Herpes Infection In Pregnancy Linked To Higher Autism Risk
Active infection with genital herpes in early pregnancy doubles the odds of a woman giving birth to a child later diagnosed with autism spectrum disorder (ASD), suggests a study by scientists at the Center for Infection and Immunity at Columbia University’s Mailman School of Public Health and the Norwegian Institute of Public Health.
This study is the first to give immunological evidence for the role of gestational infection in autism. It reports an association between maternal anti-herpes simplex virus-2 (HSV-2) antibodies and risk for ASD in offspring.
The authors do not consider the higher risk is due to direct infection of the fetus because such infections are typically fatal. Instead, they suggest that neurodevelopmental outcomes are due to primary or reactivation of infection in mothers with inflammation in close proximity to the womb.
“We believe the mother’s immune response to HSV-2 could be disrupting fetal central nervous system development, raising risk for autism.”
About one in five American women carries HSV-2, also known as genital herpes, a highly contagious and lifelong infection usually spread through sex. After an initial outbreak, HSV-2 virus lives in nerve cells and is often inactive, with flare-ups occurring with diminishing frequency as the body builds up immunity to the virus.

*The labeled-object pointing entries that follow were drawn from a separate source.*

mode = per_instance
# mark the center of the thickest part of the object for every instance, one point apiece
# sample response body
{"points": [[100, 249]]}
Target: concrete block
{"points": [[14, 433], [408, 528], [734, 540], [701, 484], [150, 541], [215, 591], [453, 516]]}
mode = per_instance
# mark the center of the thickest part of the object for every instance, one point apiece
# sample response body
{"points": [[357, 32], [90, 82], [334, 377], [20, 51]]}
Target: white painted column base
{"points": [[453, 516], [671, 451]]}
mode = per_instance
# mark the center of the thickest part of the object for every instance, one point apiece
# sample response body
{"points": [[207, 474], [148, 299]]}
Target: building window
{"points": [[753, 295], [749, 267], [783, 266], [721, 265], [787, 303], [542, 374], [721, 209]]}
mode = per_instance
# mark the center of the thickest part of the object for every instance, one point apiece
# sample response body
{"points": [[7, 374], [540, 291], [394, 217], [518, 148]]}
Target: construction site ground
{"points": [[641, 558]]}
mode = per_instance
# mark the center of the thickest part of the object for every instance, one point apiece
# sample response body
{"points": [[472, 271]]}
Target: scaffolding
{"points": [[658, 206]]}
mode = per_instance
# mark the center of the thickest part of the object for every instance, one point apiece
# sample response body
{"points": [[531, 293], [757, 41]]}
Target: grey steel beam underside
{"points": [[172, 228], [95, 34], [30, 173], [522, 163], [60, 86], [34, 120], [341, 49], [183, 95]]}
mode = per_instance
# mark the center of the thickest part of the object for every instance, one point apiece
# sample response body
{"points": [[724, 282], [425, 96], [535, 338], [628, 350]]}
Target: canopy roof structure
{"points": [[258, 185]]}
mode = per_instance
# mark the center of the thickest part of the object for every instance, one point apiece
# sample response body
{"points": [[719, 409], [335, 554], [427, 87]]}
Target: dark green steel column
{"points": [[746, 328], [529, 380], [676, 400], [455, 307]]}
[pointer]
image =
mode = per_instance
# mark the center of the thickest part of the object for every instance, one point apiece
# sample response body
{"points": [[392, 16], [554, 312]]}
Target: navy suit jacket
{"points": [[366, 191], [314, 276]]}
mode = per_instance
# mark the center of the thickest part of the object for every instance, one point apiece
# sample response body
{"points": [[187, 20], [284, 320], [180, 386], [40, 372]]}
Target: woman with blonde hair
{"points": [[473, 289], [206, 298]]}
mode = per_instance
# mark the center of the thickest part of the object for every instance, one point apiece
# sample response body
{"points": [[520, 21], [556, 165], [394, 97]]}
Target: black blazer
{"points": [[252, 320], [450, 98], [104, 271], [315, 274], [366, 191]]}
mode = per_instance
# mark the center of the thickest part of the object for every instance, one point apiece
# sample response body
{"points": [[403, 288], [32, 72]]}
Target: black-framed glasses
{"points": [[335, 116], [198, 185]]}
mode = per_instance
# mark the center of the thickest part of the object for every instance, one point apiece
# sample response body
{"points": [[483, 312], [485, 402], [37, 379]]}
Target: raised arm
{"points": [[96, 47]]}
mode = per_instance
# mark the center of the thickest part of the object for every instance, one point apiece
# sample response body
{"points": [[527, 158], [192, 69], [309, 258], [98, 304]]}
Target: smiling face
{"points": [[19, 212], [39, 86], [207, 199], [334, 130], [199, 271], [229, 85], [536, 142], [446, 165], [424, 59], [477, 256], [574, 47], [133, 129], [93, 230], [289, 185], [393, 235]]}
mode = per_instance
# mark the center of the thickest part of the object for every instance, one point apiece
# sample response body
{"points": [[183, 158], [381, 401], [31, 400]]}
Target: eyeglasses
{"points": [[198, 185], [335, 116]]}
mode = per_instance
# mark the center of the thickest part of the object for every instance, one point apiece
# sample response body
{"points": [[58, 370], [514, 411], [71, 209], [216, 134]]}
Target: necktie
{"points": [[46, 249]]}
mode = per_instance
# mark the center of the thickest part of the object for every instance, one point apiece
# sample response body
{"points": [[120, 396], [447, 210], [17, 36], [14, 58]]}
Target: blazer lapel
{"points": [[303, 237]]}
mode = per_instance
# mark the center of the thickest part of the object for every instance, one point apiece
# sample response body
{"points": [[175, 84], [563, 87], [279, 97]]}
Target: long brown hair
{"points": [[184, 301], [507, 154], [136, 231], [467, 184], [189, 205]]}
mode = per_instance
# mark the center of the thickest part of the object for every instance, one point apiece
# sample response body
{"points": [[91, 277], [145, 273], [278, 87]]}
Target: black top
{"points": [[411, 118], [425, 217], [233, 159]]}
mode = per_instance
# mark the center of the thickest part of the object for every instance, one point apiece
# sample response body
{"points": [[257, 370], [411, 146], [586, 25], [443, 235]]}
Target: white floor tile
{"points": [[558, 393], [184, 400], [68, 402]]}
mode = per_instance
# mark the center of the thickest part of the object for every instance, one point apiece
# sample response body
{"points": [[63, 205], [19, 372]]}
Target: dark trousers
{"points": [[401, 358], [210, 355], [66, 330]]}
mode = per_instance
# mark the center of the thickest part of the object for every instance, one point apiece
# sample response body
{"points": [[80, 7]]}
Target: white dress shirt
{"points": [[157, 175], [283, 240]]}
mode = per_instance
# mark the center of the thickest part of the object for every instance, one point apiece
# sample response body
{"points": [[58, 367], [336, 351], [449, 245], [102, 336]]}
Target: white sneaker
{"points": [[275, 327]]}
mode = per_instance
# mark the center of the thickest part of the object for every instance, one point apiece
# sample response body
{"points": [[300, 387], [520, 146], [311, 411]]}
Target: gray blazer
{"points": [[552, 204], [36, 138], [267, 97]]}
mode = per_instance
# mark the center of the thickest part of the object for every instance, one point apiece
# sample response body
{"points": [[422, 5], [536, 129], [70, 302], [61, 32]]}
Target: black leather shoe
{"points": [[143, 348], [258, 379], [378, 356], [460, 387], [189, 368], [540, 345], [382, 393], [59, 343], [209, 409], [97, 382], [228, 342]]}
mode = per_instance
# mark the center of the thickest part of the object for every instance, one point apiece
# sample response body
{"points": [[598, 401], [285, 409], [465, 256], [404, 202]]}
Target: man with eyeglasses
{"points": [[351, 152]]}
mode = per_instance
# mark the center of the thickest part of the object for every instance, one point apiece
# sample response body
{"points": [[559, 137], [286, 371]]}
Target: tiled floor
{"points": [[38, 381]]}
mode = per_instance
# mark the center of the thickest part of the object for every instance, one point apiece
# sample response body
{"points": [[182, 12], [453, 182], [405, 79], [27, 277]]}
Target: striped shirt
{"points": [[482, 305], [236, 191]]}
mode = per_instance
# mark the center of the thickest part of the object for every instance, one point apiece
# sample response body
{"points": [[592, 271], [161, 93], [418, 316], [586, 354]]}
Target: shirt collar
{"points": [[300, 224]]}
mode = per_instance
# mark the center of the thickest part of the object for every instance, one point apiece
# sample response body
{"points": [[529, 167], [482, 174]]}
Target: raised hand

The researchers wanted to investigate the link between maternal infection and risk for autism, focusing on five pathogens known collectively as ToRCH agents — Toxoplasma gondii, rubella virus, cytomegalovirus, and herpes simplex viruses type 1 and 2 — to which exposure during pregnancy can lead to miscarriage and birth defects.
They examined blood samples from 412 mothers of children diagnosed with ASD and 463 mothers of children without ASD enrolled in the Autism Birth Cohort (ABC) Study overseen by the Norwegian Institute of Public Health. Samples were taken at two time points — at around week 18 of pregnancy and at birth — and analyzed for levels of antibodies to each of the ToRCH agents.
Herpes Simplex Virus-2
They found high levels of antibodies to HSV-2, not any of the other agents, correlated with risk for ASD. This link was only evident in blood samples taken at a time point reflecting exposure during early pregnancy when the fetal nervous system undergoes rapid development, not at birth.

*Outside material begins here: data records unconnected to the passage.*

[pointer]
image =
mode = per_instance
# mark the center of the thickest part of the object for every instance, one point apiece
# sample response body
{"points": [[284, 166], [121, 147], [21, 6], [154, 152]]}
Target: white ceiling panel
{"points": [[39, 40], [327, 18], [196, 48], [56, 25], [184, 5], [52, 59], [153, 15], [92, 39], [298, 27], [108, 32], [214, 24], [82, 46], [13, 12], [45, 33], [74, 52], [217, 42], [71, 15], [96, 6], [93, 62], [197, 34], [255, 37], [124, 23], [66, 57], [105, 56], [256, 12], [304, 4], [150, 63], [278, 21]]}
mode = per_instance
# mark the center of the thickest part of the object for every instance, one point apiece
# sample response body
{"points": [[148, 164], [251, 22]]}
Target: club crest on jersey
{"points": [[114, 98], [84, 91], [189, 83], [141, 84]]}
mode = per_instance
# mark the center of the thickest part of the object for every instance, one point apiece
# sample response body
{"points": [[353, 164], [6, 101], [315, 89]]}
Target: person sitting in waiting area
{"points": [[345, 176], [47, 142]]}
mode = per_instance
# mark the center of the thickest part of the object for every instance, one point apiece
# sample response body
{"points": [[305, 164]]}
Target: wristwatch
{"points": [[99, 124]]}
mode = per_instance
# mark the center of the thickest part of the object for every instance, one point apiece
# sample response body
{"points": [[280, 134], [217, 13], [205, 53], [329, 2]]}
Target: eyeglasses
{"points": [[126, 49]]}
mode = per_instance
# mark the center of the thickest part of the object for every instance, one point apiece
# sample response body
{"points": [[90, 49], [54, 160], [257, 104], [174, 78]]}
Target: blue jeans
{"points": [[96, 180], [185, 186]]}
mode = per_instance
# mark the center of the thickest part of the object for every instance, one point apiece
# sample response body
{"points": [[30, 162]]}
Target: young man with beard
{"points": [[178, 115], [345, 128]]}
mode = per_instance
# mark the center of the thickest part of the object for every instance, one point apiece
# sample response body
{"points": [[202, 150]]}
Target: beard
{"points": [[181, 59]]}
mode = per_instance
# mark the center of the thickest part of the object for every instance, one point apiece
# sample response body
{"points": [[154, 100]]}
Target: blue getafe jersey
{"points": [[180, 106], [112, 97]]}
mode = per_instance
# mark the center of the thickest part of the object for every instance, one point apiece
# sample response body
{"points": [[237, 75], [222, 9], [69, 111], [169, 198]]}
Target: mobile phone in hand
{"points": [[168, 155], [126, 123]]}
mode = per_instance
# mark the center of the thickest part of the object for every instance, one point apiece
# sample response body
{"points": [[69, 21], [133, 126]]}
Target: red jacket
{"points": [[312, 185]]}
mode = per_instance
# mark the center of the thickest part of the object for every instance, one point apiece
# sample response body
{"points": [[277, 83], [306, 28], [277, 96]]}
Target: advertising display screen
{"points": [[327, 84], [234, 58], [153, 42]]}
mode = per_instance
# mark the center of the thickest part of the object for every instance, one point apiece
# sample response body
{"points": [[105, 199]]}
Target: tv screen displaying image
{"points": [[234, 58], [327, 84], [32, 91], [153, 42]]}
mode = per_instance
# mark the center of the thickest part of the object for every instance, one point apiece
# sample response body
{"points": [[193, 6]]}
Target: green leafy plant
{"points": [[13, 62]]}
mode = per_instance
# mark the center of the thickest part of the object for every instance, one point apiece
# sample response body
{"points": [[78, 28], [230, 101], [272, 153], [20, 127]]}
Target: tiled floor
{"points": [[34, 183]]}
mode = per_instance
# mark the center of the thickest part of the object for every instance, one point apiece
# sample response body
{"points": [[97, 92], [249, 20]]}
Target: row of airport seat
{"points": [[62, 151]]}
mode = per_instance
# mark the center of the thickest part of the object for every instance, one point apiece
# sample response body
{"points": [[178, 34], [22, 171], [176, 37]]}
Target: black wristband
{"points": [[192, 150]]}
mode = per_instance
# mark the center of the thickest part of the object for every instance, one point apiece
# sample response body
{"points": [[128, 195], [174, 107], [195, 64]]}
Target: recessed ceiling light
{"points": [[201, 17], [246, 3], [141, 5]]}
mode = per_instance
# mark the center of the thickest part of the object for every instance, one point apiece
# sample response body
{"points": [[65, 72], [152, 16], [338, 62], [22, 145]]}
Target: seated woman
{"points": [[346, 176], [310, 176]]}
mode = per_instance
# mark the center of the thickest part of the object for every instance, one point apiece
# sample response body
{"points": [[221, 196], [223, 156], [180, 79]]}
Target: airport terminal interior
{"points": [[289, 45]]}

The finding mirrors earlier epidemiological data indicating that activation of the maternal immune system during early-to-mid-pregnancy is associated with long-term developmental and behavioral problems in offspring.

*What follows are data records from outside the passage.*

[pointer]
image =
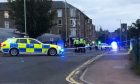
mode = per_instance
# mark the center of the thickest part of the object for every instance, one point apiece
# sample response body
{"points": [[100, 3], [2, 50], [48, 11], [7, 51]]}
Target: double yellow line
{"points": [[74, 73]]}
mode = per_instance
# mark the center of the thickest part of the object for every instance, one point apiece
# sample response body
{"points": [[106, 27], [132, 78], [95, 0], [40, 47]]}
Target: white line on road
{"points": [[70, 77]]}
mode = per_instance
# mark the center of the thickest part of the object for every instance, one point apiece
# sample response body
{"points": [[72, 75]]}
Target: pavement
{"points": [[112, 68], [41, 69]]}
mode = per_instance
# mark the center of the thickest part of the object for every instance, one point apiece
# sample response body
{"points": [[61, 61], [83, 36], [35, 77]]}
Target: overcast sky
{"points": [[108, 13]]}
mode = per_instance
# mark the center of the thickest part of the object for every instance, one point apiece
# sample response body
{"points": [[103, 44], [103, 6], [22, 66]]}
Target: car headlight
{"points": [[59, 47]]}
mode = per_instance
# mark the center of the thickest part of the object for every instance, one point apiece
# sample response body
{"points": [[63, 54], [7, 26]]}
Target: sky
{"points": [[108, 14]]}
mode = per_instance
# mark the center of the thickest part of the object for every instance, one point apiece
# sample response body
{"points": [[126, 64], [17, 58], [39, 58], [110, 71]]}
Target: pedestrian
{"points": [[82, 45], [76, 44]]}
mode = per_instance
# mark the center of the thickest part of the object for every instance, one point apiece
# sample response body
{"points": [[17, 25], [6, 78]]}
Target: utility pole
{"points": [[25, 18]]}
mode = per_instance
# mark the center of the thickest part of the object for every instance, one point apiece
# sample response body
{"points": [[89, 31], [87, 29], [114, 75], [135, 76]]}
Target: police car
{"points": [[16, 46]]}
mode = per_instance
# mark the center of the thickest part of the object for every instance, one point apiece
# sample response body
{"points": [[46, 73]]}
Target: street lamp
{"points": [[25, 18]]}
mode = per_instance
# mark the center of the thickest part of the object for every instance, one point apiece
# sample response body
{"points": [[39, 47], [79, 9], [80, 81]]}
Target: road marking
{"points": [[70, 77], [82, 77]]}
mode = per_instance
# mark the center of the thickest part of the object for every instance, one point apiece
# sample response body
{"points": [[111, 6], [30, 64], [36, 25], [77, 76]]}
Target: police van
{"points": [[16, 46]]}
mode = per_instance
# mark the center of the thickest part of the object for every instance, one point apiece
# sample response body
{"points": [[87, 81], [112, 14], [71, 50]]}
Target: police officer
{"points": [[82, 45], [76, 44]]}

In all, 13 percent of mothers in the study tested positive for anti-HSV-2 antibodies at mid-pregnancy. Of these, only 12 percent reported having HSV lesions before pregnancy or during the first trimester, a likely indication that most infections were asymptomatic.
The effect of anti-HSV-2 antibodies on risk for ASD was only seen in males, not females. But because the number of females with ASD in the ABC Study is small, the researchers say there is not enough evidence to conclude that the effect is sex-specific, although generally, autism is more common in males.
Senior author W. Ian Lipkin, director of the Center for Infection and Immunity, said:
“The cause or causes of most cases of autism are unknown. But evidence suggests a role for both genetic and environmental factors. Our work suggests that inflammation and immune activation may contribute to risk. Herpes simplex virus-2 could be one of any number of infectious agents involved.”
According to the authors, further study is needed to determine if screening and suppression of HSV-2 infection during pregnancy is needed.